In the U.S. and all over the world, businesses are struggling to keep afloat with the pandemic taking a massive toll in lives and businesses. The U.S. auto industry, which in 2018 contributed 2.7% of the country’s GDP, faces an uncertain future even with the push to reopen the economy.
Automakers have seen disruptions with three months of full and partial shutdowns of plants from March onward. Now, the spike in Corona virus cases is threatening a repeat of the second quarter.
As the auto industry struggles to cope, one bright spot presents itself to industry investors: the aftermarket parts segment. Despite everything, this sector has been able to weather the worst that the pandemic threw at it, and is even making gains.
What is it about the car aftermarket business that made it thrive? We can find some clues based on its performance in past financial crises, as well as how it has already made the shift online, even before the pandemic and recession hit.
The car aftermarket industry is remarkably recession-proof
The third-party aftermarket is pretty resilient to recessions. For example, the financial crisis of’ 07-’08 saw the automotive market struggle. From 17 million cars sold annually in North America, sales slumped to 10 million. Despite this, the auto parts aftermarket did well—so well, in fact, it grew 1.1% in those years. When the American economy recovered in the years after, the industry shot back up to pre-recession levels and past.

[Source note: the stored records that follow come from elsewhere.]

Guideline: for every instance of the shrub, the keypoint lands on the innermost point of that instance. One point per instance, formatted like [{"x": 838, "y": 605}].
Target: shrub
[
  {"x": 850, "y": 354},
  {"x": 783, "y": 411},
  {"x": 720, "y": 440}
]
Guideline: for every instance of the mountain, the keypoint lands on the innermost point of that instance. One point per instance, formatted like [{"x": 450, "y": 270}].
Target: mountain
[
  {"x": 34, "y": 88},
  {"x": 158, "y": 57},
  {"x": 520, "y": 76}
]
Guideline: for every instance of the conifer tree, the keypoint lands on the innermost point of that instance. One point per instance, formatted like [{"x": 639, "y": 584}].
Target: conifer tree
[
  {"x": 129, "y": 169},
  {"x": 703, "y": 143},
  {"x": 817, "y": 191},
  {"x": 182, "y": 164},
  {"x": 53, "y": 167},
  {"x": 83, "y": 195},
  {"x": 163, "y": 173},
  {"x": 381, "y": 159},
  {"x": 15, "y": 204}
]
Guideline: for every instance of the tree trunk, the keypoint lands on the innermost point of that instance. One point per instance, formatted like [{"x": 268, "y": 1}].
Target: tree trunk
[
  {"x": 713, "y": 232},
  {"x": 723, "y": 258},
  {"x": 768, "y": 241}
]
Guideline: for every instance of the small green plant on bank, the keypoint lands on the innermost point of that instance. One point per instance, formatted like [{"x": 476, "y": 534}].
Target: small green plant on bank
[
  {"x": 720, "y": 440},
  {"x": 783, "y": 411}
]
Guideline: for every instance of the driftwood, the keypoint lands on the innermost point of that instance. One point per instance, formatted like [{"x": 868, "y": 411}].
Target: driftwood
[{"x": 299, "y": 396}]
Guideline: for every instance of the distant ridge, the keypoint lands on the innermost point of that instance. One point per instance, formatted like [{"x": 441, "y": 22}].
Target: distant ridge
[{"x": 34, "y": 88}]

In spite of the demographic of new car buyers skewing older (and can be expected to “age out” of the market), industry experts are still confident that aftermarket parts will still do well. As recently as June 2020, the sales of car parts hit $49 billion, contributing to an industry still projected to hit $282 billion by the end of the year. Even if the market isn’t buying new cars, older vehicles will require more parts, from car stereo installation to tires and grill upgrades.

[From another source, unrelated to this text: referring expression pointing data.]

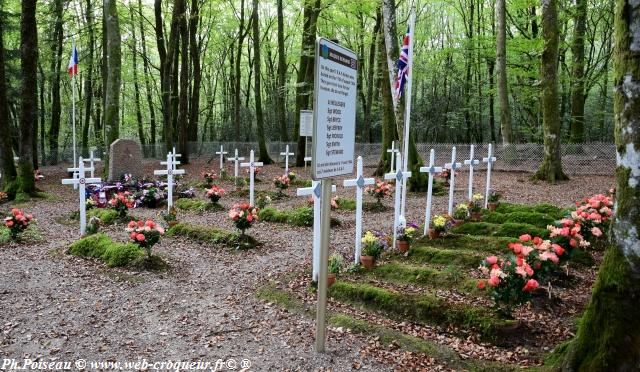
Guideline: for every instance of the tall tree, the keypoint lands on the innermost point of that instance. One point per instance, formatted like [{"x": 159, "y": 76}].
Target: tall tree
[
  {"x": 6, "y": 150},
  {"x": 608, "y": 338},
  {"x": 501, "y": 67},
  {"x": 54, "y": 129},
  {"x": 551, "y": 168},
  {"x": 305, "y": 78},
  {"x": 262, "y": 143},
  {"x": 111, "y": 120},
  {"x": 577, "y": 72},
  {"x": 28, "y": 94},
  {"x": 281, "y": 94}
]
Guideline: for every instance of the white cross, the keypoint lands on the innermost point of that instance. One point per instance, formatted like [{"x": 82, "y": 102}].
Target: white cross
[
  {"x": 236, "y": 159},
  {"x": 452, "y": 166},
  {"x": 490, "y": 159},
  {"x": 286, "y": 155},
  {"x": 432, "y": 170},
  {"x": 169, "y": 172},
  {"x": 359, "y": 182},
  {"x": 399, "y": 175},
  {"x": 80, "y": 181},
  {"x": 222, "y": 153},
  {"x": 252, "y": 164},
  {"x": 392, "y": 150},
  {"x": 315, "y": 191},
  {"x": 91, "y": 161},
  {"x": 471, "y": 162}
]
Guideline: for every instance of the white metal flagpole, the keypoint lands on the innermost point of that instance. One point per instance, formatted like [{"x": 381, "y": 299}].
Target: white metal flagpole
[{"x": 407, "y": 113}]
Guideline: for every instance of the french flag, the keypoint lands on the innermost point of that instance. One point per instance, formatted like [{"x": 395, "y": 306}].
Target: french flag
[{"x": 73, "y": 62}]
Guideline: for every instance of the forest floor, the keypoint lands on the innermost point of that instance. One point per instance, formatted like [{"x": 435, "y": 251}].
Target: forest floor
[{"x": 218, "y": 303}]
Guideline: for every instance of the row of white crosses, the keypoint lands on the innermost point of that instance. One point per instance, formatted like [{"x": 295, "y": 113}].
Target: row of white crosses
[{"x": 170, "y": 171}]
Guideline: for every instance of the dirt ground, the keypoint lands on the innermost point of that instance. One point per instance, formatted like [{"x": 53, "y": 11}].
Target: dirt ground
[{"x": 56, "y": 307}]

This is the car parts market’s “win-win–” whether car owners buy a new or used car, there will always be a demand for parts. Even more so, for older models.
Digital is Driving the Car Industry
As with every other company trying to survive in 2020, it comes down to how well companies can shift to operating and selling online. As most suppliers and distributors already had an online presence, this shift was smoother than other industries’.
The result of this massive shift to ecommerce? Automotive digital marketing agency Hedges and Company reports that since July saw a 33% increase in online sales for parts and accessories over March. In 2019, that same period saw a 3% decrease.
Because of the stiff competition by smaller third-party aftermarket parts suppliers, they made the shift to online selling long ago, which made adapting to the social distancing and operational disruptions of 2020 easier.
Looking at the future
While the situation is still too volatile, and there are too many unknowns to make predictions about what the world will look like post-pandemic, we can be fairly certain that the auto aftermarket industry will do well for itself.
Having weathered so many crises in the past, and with the demand for transportation expected to rubberband back to pre-crisis levels as soon as it’s safe to go back to “normal,” we can expect manufacturers, distributors and suppliers to be doing a brisk business—provided, of course, that they can weather the current storm until then.